[ibayesclub.beta] International Bayes Club, this Friday
Andrade Serra, P.J. de
p.j.de.andradeserra at vu.nl
Mon Mar 21 08:33:56 CET 2022
Dear subscribers,
This coming Friday the 25th, 15:00-17:00, there is a meeting of the International Bayes Club. The speakers are Sara Wade (University of Edinburgh), and Rob Scheichl (Heidelberg University). You can find the respective titles and abstracts below.
You can join the meeting via zoom:
https://vu-live.zoom.us/j/93507541253?pwd=VWtibnVSbHc2Y1B4cWl2T2dLajVTZz09
(Meeting ID: 935 0754 1253, Passcode: 299396)

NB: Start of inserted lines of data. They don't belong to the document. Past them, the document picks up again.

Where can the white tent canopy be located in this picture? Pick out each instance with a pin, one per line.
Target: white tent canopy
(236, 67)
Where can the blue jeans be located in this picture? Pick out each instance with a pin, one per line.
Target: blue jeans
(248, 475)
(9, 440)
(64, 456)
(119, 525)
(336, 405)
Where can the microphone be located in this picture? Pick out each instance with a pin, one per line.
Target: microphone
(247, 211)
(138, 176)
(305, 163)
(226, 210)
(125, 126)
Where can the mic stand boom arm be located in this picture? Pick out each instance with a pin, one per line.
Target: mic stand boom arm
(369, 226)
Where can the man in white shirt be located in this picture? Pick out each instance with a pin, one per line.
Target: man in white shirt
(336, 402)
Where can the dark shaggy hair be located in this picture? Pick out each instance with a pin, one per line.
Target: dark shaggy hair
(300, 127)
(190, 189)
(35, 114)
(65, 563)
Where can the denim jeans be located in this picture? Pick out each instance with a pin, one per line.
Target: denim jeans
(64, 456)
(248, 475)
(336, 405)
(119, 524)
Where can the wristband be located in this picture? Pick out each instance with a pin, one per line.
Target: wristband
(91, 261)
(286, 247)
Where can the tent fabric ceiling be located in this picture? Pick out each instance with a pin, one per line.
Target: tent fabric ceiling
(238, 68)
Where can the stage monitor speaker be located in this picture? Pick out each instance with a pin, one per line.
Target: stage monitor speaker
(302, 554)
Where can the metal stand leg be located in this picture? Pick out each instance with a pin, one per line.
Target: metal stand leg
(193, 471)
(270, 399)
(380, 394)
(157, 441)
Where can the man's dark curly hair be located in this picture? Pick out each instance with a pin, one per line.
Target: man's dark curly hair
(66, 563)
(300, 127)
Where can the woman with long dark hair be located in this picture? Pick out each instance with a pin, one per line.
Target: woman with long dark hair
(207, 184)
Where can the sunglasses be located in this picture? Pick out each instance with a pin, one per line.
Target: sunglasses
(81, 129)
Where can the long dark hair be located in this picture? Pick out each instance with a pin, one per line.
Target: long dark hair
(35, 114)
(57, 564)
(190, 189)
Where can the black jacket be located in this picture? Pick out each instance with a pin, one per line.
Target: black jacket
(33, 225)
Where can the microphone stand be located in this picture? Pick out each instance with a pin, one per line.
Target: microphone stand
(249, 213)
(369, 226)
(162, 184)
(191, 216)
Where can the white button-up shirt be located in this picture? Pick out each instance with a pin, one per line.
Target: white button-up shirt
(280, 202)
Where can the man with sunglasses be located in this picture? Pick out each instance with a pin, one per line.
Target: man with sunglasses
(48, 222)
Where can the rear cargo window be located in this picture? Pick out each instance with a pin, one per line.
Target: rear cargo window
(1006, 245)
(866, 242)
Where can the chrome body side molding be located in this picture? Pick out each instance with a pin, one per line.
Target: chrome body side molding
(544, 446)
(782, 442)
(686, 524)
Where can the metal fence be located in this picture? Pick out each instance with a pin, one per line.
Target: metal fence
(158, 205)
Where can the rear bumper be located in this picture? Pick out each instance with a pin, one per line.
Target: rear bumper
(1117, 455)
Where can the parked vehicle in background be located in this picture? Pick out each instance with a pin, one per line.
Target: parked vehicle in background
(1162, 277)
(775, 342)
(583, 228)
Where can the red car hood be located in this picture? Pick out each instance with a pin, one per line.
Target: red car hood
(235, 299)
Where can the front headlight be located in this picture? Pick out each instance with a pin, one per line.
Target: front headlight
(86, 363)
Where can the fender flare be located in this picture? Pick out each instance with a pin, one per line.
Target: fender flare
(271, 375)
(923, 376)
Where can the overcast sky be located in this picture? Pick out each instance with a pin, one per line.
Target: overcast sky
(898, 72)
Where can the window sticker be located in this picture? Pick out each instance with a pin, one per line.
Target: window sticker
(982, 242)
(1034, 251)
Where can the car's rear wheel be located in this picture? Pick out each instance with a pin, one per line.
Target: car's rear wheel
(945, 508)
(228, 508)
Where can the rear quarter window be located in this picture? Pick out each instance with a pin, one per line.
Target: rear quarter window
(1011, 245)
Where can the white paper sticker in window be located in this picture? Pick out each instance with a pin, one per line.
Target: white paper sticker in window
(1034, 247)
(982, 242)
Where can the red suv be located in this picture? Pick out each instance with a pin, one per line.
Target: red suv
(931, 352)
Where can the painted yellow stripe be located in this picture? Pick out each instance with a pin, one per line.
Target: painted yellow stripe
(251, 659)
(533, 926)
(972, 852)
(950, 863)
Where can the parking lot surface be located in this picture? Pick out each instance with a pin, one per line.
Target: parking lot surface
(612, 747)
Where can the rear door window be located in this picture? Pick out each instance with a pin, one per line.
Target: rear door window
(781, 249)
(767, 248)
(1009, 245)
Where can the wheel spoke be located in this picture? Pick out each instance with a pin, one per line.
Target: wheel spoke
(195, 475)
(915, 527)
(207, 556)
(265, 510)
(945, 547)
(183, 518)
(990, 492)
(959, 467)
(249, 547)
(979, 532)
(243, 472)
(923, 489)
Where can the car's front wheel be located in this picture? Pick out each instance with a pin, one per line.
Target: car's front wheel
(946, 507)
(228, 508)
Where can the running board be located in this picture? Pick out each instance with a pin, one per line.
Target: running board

As always, up to date information can be found at the Bayes Club website:
https://www.math.vu.nl/thebayesclub/
In particular, the following meeting will be on the 21st of April, 15:00.
Best wishes,
Paulo
PS: sorry for any cross-posting.
---
Sara Wade (University of Edinburgh)
Title: Non-stationary Gaussian process discriminant analysis with variable selection for high-dimensional functional data
Abstract:
High-dimensional classification and feature selection tasks are ubiquitous with the recent advancement in data acquisition technology. In several application areas such as biology, genomics and proteomics, the data are often functional in their nature and exhibit a degree of roughness and non-stationarity. These structures pose additional challenges to commonly used methods that rely mainly on a two-stage approach performing variable selection and classification separately. We propose in this work a novel Gaussian process discriminant analysis (GPDA) that combines these steps in a unified framework. Our model is a two-layer non-stationary Gaussian process coupled with an Ising prior to identify differentially-distributed locations. Scalable inference is achieved via developing a variational scheme that exploits advances in the use of sparse inverse covariance matrices. We demonstrate the performance of our methodology on simulated datasets and two proteomics datasets: breast cancer and SARS-CoV-2. Our approach distinguishes itself by offering explainability as well as uncertainty quantification in addition to low computational cost, which are crucial to increase trust and social acceptance of data-driven tools.
---
Rob Scheichl (Heidelberg University, DE)
Title: Efficient Importance Sampling in High Dimensions using Low-Rank Tensor Approximations
Abstract:
Estimation of event probability is a famous statistical task. Headline applications include risk assessment of waste repositories, the certification of aircraft wings or the analysis of surges in infectious diseases. In most problems, neither the random variable defining the event nor its distribution are available explicitly. Instead, the event is parametrized by a high-dimensional random vector, and the unknown probability needs to be computed as a multivariate integral of a complicated and numerically expensive function (e.g. a PDE solution). Standard Monte Carlo approaches require numbers of samples inversely proportional to the product of the squared error and the event probability, which can exceed billions in the case of a rare event. In this paper, building on deep compositions of Rosenblatt transport maps, induced by a set of probability densities bridging from a tractable measure to the optimal biasing distribution, a computationally efficient method to approximate a biasing distribution is developed. Each map is computed using a low-rank tensor approximation in the tensor train format of the pullback of the bridging density by the previously computed map. Bridging densities are obtained by varying the width of the sigmoid approximation of the indicator function of the event. More importantly, the approach immediately extends also to intractable (e.g. posterior) densities using in addition tempering to obtain bridging densities. Numerical experiments with ODE- and PDE-constrained Bayesian inverse problems show little to no increase in the computational complexity with the failure probability going to zero, and allow to compute hitherto unattainable estimates of rare event probabilities for complex, high-dimensional posterior densities. This is joint work with Tiangang Cui (Monash) and Sergey Dolgov (Bath).